N’y figurant pas, l’« utility player » ne souhaite plus porter le maillot du club (il y restera finalement dix ans de plus), contrarié par le retour de Neil Franklin (accessoirement considéré comme l’un des meilleurs défenseurs du monde à cette époque) dans l’équipe, après un rassemblement de la sélection et l’explosion du talentueux défenseur de l’Academy John Sellars. Mais cet état d’âme n’est rien comparé au tollé qu’a provoqué le départ de Stanley Matthews, le meilleur joueur de la planète, à trois journées de la fin.

Le futur et premier Ballon d’Or 1956 pense se diriger vers la fin de sa carrière, à 32 ans (réflexion assez poilante quand on sait qu’il la poussera jusqu’à son demi-siècle), mais la possibilité de décrocher un titre de champion avec son club formateur ne pèse pas dans la balance.

La fin de saison est d’ailleurs houleuse – en février, alors que Matthews revient d’une blessure au genou, McGrory lui signifie qu’il ne sera pas titularisé face à Arsenal, et lui demande de passer d’abord en réserve. Une dispute éclate, dévoilée par une presse qui n’en demandait pas tant. Les relations entre Matthews, McGrory et les dirigeants du club étaient déjà houleuses de longue date, le joueur demandant à partir une première fois en 1938. Ses coéquipiers se désolidarisent de lui, malgré les démentis de ce dernier. Et Matthews demande une seconde fois à être transféré, ce que le club accepte.

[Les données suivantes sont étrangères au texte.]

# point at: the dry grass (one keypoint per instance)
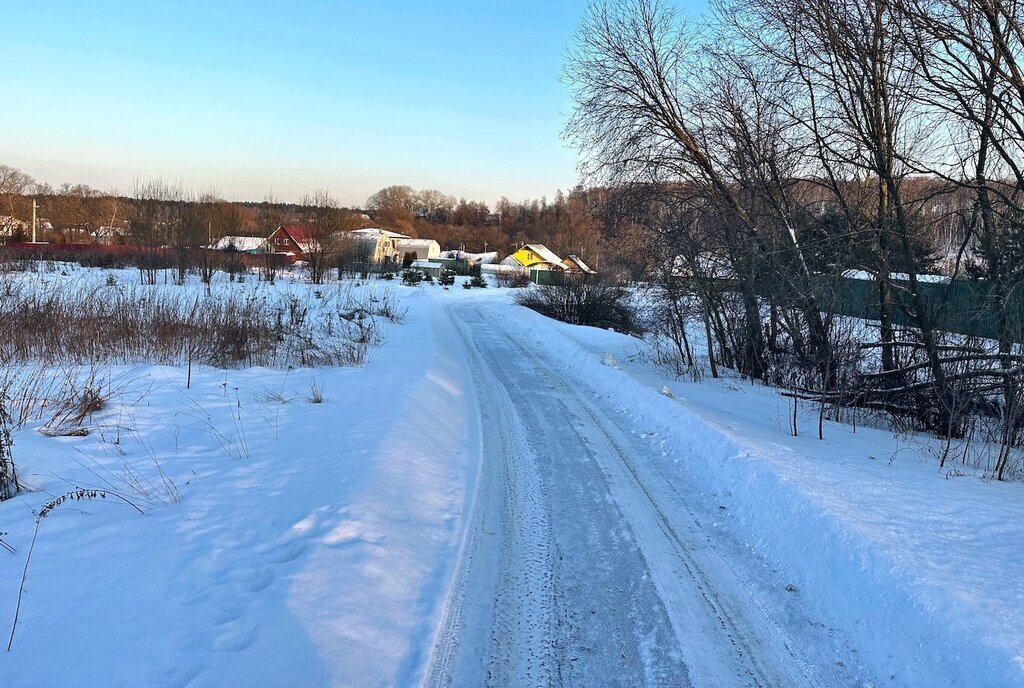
(65, 325)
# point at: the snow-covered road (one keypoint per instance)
(583, 566)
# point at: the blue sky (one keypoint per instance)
(287, 96)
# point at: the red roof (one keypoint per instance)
(297, 232)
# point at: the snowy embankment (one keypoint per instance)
(284, 542)
(915, 565)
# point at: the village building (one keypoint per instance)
(241, 244)
(378, 246)
(535, 257)
(292, 240)
(574, 264)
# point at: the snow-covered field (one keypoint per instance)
(486, 501)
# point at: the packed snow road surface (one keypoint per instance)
(582, 566)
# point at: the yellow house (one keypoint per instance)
(535, 256)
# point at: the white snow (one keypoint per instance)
(318, 544)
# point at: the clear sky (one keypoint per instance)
(250, 96)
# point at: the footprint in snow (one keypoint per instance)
(235, 636)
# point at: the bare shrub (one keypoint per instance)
(8, 473)
(584, 301)
(513, 280)
(130, 325)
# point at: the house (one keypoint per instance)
(418, 249)
(574, 264)
(535, 257)
(471, 258)
(377, 246)
(241, 244)
(374, 231)
(290, 239)
(427, 267)
(11, 225)
(109, 235)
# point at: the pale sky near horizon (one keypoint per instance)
(251, 96)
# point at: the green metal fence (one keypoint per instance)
(547, 277)
(960, 306)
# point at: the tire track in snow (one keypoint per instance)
(761, 654)
(509, 510)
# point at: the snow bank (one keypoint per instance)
(913, 566)
(310, 544)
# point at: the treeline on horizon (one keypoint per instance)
(568, 223)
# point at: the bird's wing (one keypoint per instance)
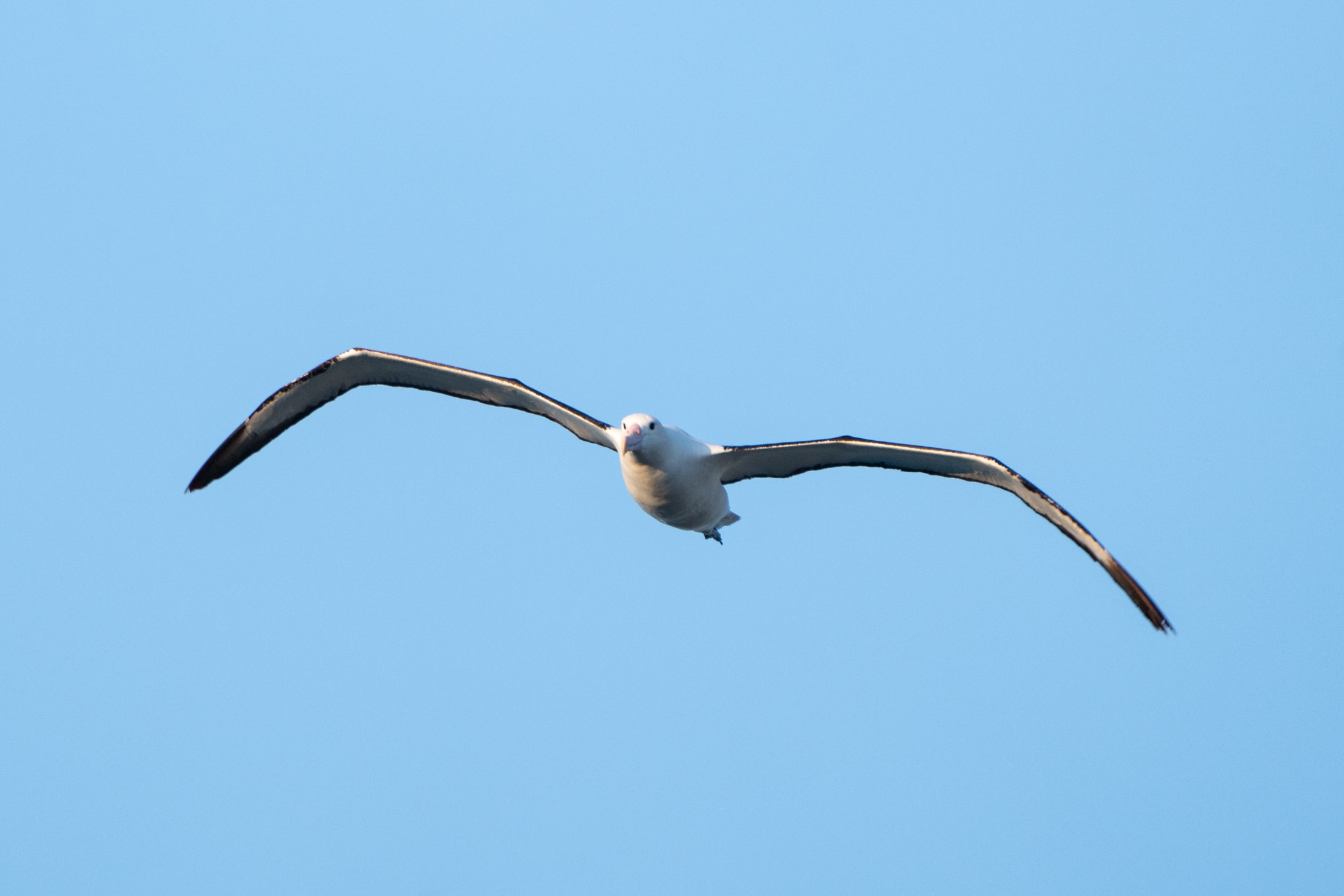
(791, 458)
(365, 367)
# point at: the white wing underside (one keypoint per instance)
(791, 458)
(363, 367)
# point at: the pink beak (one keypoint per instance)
(633, 437)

Il choisit de s’engager avec Blackpool, sa nouvelle ville d’attache (engagé dans la Royal Air Force, il a même disputé quelques rencontres pendant la guerre avec les Seasiders) où il s’est installé et a acheté un hôtel l’année précédente. L’insistance du « Sorcier du dribble » à vouloir rejoindre uniquement la ville du Lancashire ne permettra même pas à Stoke City, ne voyant pas une bataille des prix s’engager, d’obtenir un prix record pour Matthews (£11,250).

Une page s’est tournée et l’histoire ne dira jamais si Stoke City serait devenu champion si le célèbre numéro 7 avait foulé la pelouse de Bramall Lane en ce mois de juin 1947. Mais la gestion de son cas, couplé au traquenard qu’ont vécu ses anciens coéquipiers dans l’antre des Blades, avec cette fin d’exercice tragique pour le club, au sortir de la Seconde Guerre mondiale, marque toujours l’histoire du football outre-Manche.